Assuming you have a DSPACE collection and want to create RDF for everything in it, you can use Python to get a list of handles. Just specify the collection object you want to use and where to write the handles like on lines 48 and 49.

import httpx
from rdflib import Graph, Namespace, URIRef


class Namespaces:
    def __init__(self):
        self.dc = "http://purl.org/dc/elements/1.1/"
        self.dcterms = "http://purl.org/dc/terms/"
        self.void = "http://rdfs.org/ns/void#"
        self.rdf = "http://www.w3.org/1999/02/22-rdf-syntax-ns#"
        self.xsd = "http://www.w3.org/2001/XMLSchema#"
        self.bibo = "http://purl.org/ontology/bibo/"
        self.foaf = "http://xmlns.com/foaf/0.1/"
        self.dspace = "http://digital-repositories.org/ontologies/dspace/0.1.0#"


class DspaceItem:
    def __init__(self, uri):
        self.uri = uri
        self.namespaces = Namespaces()
        self.g = self.__get_graph()

    def __get_graph(self):
        r = httpx.get(self.uri, timeout=60)
        try:
            if r.status_code == 200:
                g = Graph()
                g.parse(data=r.content, format='turtle')
                return g
            else:
                raise Exception(f"Failed to download {self.uri}. Status code: {r.status_code}")
        except Exception as e:
            raise Exception(f"Failed to download {self.uri}: {e}")

    def get_children(self):
        return [str(o) for s,p,o in self.g if p == URIRef(f"{self.namespaces.dcterms}hasPart")]

    def prep_for_rdfizer(self, output):
        children = self.get_children()
        handles = [f"{child.split('/')[-2]}/{child.split('/')[-1]}" for child in children]
        with open(output, "w") as fh:
            for handle in handles:
                fh.write(f"{handle}\n")



if __name__ == "__main__":
    x = DspaceItem(uri="https://oaktrust-pre.library.tamu.edu/server/rdf/handle/1969.1/86434")
    x.prep_for_rdfizer("maps.txt")

Copying your List and a Process to DSPACE

In order to script with rdfizer, you need a few things.

Steps

  1. First, navigate to a running container with the DSPACE CLI. The DSPACE CLI is usually at /dspace/bin/dspace but not in PATH.

  2. The running container also likely does not have a text editor that you can use.

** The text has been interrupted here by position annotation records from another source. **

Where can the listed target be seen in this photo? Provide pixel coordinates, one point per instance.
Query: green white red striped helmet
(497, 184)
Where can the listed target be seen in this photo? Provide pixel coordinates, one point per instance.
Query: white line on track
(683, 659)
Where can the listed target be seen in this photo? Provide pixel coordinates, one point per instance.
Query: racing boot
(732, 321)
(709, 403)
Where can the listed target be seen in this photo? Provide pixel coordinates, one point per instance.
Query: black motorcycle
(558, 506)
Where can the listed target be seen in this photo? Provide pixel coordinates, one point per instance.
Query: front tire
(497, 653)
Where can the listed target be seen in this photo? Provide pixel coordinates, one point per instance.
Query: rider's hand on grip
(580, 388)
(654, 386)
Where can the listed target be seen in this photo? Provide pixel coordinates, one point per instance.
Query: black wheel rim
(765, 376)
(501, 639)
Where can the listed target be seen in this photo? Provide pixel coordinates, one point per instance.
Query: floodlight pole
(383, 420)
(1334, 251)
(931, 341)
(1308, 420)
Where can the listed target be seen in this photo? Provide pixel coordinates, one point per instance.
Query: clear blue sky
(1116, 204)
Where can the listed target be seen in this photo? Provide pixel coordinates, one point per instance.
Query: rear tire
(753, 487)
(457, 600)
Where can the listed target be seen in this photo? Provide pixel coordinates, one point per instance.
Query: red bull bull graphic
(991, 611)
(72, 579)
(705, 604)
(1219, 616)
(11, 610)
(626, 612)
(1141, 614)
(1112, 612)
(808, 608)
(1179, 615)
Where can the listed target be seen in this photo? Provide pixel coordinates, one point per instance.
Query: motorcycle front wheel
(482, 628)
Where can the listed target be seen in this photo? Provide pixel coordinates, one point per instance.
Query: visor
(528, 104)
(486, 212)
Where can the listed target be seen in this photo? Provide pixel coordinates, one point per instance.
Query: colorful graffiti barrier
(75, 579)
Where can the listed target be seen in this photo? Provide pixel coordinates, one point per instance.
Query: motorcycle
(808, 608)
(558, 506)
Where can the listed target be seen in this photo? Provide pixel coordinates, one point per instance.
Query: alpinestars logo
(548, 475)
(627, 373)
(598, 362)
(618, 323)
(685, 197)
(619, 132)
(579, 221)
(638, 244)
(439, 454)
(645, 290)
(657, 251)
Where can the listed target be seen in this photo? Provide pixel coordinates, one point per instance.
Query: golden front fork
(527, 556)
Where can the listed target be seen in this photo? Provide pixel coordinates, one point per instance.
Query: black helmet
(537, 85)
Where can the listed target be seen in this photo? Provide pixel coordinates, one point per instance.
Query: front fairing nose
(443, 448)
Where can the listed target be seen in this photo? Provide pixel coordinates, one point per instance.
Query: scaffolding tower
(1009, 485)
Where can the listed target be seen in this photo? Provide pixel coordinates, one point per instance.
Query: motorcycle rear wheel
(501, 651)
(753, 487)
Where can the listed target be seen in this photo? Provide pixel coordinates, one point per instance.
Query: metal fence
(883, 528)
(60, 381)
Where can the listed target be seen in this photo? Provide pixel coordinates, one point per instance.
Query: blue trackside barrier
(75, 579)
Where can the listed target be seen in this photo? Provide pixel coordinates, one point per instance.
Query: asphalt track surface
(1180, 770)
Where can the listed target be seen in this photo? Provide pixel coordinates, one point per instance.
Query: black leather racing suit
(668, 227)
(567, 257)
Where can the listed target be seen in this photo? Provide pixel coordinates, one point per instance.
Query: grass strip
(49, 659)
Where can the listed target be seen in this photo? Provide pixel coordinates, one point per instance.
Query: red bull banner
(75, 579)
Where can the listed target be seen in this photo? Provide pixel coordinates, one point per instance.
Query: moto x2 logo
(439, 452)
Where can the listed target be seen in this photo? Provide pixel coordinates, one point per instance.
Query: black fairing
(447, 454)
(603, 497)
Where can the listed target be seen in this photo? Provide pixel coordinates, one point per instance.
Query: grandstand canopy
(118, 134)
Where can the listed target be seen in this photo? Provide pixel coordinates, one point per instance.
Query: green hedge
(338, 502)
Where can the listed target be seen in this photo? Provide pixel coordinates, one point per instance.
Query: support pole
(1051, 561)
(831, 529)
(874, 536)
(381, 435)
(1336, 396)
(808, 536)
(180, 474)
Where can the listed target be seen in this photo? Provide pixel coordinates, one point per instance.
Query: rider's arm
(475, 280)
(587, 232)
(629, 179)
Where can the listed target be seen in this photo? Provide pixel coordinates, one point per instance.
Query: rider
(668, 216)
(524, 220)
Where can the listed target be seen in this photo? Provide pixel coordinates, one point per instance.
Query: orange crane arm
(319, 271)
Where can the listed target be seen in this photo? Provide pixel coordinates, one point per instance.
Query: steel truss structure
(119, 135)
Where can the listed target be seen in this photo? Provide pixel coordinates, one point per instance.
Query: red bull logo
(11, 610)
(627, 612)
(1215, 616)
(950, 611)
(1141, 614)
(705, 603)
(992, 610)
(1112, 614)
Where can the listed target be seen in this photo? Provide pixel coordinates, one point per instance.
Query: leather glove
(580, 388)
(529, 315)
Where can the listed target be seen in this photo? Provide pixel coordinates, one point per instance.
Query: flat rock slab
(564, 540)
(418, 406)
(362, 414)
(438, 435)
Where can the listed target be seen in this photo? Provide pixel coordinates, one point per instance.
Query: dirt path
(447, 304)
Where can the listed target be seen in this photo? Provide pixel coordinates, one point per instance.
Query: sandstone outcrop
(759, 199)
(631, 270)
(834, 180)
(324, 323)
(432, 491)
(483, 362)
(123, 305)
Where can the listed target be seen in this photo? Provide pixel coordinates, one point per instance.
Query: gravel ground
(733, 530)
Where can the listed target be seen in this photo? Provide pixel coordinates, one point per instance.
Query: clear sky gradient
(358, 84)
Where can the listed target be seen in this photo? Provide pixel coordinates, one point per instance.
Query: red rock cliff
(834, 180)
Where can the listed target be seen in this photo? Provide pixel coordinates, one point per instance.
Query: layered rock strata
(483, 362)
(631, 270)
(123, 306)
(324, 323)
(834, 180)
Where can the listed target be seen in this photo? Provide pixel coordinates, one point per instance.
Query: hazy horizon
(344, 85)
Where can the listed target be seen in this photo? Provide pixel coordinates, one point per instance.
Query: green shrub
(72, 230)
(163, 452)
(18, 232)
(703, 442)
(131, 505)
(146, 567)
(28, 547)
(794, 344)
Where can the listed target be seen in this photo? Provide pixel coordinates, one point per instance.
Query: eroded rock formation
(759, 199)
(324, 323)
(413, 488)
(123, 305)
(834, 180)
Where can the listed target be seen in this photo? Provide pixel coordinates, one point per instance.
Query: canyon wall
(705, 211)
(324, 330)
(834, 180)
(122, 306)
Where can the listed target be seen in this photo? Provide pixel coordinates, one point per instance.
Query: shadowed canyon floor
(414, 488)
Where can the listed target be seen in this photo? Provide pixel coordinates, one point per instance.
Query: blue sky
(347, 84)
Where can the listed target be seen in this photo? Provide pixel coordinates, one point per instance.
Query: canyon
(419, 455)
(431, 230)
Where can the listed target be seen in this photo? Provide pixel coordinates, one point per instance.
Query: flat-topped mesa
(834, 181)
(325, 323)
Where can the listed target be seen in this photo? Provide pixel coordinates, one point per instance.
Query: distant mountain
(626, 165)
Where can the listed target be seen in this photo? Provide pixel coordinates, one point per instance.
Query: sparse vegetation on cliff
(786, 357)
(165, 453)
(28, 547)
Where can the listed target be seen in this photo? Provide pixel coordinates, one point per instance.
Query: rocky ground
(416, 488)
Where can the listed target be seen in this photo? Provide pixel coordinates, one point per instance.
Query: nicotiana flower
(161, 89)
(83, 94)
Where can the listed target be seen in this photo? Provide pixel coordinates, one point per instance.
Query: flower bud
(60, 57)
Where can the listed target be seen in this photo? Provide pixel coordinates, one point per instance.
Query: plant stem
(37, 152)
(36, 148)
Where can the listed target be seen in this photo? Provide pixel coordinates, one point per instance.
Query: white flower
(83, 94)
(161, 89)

To create a bash script and get your files to the container, you can use cat. This isn’t ideal, but you can write a shell script like process.sh by running cat >> process.sh then pasting this:

#!/bin/bash

# Check if a filename was provided
if [ "$#" -ne 1 ]; then
    echo "Usage: $0 <input_file>"
    exit 1
fi

INPUT_FILE="$1"

# Check if the file exists
if [ ! -f "$INPUT_FILE" ]; then
    echo "Error: File '$INPUT_FILE' not found!"
    exit 1
fi

# Read the file line by line and execute the command
while IFS= read -r line; do
    # Trim any leading/trailing whitespace
    VALUE=$(echo "$line" | xargs)

    # Skip empty lines
    if [ -n "$VALUE" ]; then
        echo "Processing: $VALUE"
        /dspace/bin/dspace rdfizer -i "$VALUE"
    fi
done < "$INPUT_FILE"
  1. You can then save the file by pressing CTRL + D.

  2. You’ll need to make sure you can execute the file so make sure you have execute or give yourself full permissions by chmod 777 process.sh.

  3. Now, you’ll need to get your files there too. You can do the same process like cat > files.txt, pasting your files you created earlier, and then running like ./process.sh files.txt.

Monitoring Long Tasks

Sometimes tasks take a long time and you need to dettach or run in background. To do this, simply and a & to the end of your command like ./process.sh things.txt&.

You can then monitor the process like ps aux | grep 2640 where 2640 is your process id.

You can also watch this automatically like: watch -n 1 "ps aux | grep 2640" where 1 is the interval of the request.